I love reading about Ronald Reagan, I think he was an amazing person who knew who he was, stuck to his morals, and tried to live life to it's fullest.
by Darlene Ryan
"Evie was pregnant and forced to give up the baby. But she can't just leave the child with strangers, especially when she thinks the baby is being neglected. With her boyfriend waiting in the truck, Evie snatches the baby and convinces him to drive her to Montreal where she plans to start a new life with her child. But when the baby won't eat and she and Justin argue, she ends up alone in a small town. As the baby becomes sicker, Evie must decide whether to admit her mistake and turn herself in, or to keep running."
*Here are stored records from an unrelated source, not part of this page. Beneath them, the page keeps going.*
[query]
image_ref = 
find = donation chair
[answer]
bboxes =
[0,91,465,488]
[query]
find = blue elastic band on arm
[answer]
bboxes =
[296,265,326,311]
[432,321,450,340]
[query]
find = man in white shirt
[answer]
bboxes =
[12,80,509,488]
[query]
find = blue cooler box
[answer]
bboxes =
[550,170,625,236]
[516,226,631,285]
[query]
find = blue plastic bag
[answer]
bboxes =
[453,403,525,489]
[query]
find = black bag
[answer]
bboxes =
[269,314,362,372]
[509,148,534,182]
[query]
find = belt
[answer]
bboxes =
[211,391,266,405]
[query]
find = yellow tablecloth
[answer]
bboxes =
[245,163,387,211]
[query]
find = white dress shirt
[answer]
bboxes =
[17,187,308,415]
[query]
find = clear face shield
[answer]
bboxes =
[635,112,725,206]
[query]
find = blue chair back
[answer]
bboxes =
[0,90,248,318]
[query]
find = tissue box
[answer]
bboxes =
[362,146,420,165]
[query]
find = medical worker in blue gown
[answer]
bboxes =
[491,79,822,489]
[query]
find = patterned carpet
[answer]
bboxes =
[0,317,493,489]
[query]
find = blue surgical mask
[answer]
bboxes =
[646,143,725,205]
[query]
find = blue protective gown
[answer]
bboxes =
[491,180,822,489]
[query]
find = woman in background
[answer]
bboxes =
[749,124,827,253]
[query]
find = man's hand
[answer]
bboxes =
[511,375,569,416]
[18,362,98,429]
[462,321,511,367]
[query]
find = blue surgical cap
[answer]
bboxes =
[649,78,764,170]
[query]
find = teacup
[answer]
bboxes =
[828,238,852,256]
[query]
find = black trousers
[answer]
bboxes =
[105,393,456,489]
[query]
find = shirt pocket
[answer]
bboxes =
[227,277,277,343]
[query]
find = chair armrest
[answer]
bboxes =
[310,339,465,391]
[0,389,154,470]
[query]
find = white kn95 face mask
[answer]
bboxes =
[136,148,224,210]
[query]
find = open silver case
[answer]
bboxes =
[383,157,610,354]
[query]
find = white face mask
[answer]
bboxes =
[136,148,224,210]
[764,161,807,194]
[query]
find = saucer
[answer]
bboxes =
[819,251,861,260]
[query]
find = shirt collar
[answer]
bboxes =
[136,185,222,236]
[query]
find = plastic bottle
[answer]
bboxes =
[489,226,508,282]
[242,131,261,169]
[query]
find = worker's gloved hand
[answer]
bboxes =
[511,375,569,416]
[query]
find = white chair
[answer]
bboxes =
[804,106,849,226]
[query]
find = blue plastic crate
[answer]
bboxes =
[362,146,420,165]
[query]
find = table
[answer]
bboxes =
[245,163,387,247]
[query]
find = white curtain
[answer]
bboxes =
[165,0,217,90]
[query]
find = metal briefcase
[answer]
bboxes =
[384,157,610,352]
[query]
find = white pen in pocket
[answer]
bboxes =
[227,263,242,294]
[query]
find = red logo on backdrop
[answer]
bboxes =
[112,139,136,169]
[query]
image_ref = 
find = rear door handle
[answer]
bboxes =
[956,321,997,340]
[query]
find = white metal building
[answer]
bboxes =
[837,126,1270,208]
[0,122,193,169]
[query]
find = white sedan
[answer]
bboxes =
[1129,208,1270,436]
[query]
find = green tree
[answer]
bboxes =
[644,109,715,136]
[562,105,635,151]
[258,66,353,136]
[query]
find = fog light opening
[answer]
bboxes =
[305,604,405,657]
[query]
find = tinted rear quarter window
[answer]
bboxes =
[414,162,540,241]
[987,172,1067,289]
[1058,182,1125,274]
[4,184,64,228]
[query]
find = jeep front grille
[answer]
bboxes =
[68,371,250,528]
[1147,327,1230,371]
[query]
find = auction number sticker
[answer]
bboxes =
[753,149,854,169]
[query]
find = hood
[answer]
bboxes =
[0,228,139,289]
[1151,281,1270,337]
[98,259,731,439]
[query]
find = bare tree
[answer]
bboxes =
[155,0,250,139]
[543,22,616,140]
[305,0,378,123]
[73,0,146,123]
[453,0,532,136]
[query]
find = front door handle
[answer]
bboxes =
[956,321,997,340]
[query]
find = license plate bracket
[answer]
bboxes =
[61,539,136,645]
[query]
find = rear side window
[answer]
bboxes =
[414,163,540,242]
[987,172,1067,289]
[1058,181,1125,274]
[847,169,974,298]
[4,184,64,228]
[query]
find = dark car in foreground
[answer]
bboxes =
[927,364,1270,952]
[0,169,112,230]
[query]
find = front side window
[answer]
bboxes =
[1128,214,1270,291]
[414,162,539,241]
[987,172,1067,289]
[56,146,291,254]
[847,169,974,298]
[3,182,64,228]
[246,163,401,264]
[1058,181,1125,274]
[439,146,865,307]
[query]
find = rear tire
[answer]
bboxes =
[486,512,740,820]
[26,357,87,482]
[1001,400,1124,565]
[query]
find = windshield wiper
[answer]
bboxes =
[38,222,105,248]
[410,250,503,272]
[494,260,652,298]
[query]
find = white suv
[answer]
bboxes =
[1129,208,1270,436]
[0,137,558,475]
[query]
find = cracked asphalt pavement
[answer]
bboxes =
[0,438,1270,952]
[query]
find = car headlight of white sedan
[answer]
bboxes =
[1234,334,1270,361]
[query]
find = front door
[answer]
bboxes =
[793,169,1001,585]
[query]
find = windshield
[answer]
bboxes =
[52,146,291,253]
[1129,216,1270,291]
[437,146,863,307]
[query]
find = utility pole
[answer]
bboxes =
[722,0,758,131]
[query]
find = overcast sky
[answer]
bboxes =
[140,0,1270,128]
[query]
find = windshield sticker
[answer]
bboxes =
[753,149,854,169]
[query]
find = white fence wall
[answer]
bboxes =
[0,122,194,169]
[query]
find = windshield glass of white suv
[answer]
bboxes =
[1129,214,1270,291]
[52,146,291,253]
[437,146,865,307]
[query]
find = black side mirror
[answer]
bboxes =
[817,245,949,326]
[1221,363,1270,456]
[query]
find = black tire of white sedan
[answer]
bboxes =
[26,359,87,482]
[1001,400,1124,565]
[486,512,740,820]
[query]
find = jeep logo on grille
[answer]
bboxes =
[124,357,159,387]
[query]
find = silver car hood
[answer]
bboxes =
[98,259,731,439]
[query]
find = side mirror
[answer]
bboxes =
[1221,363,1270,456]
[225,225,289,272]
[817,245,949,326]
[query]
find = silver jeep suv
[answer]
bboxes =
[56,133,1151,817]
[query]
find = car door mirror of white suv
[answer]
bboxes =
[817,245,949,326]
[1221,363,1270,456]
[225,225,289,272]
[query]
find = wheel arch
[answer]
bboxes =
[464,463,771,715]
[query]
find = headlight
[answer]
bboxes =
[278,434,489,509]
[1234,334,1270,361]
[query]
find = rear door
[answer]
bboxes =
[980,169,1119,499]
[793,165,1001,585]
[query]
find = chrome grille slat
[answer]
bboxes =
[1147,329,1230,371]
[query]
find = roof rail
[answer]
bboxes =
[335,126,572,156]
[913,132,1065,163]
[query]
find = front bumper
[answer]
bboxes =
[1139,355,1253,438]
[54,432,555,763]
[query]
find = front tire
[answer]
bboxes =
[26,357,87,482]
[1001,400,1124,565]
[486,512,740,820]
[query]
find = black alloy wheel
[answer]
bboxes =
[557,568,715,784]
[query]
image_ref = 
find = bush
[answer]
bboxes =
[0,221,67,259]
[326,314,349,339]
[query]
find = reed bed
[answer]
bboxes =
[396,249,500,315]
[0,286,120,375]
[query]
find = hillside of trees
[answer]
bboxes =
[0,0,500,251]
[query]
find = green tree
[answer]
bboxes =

This was an alright book. It was a super easy read. I found out after reading this book that 'orca soundings' books are written for teens who are reluctant to read books. As a result these books are easy to read, short, intense novels. Like I said it was an okay book but the end I felt was horrible. It just left you hanging, you have no idea what happens next. Frustrating.
Between the Lines
by Jodi Picoult and Samantha Van Leer
"What happens when happily ever after…isn’t? Delilah is a bit of a loner who prefers spending her time in the school library with her head in a book—one book in particular. Between the Lines may be a fairy tale, but it feels real. Prince Oliver is brave, adventurous, and loving. He really speaks to Delilah. And then one day Oliver actually speaks to her. Turns out, Oliver is more than a one-dimensional storybook prince. He’s a restless teen who feels trapped by his literary existence and hates that his entire life is predetermined. He’s sure there’s more for him out there in the real world, and Delilah might just be his key to freedom. Delilah and Oliver work together to attempt to get Oliver out of his book, a challenging task that forces them to examine their perceptions of fate, the world, and their places in it. And as their attraction to each other grows along the way, a romance blossoms that is anything but a fairy tale."
I have no words. This book is amazing! I hope that Samantha Van Leer decides to write more in the future! I can't believe she is only 16. Amazing!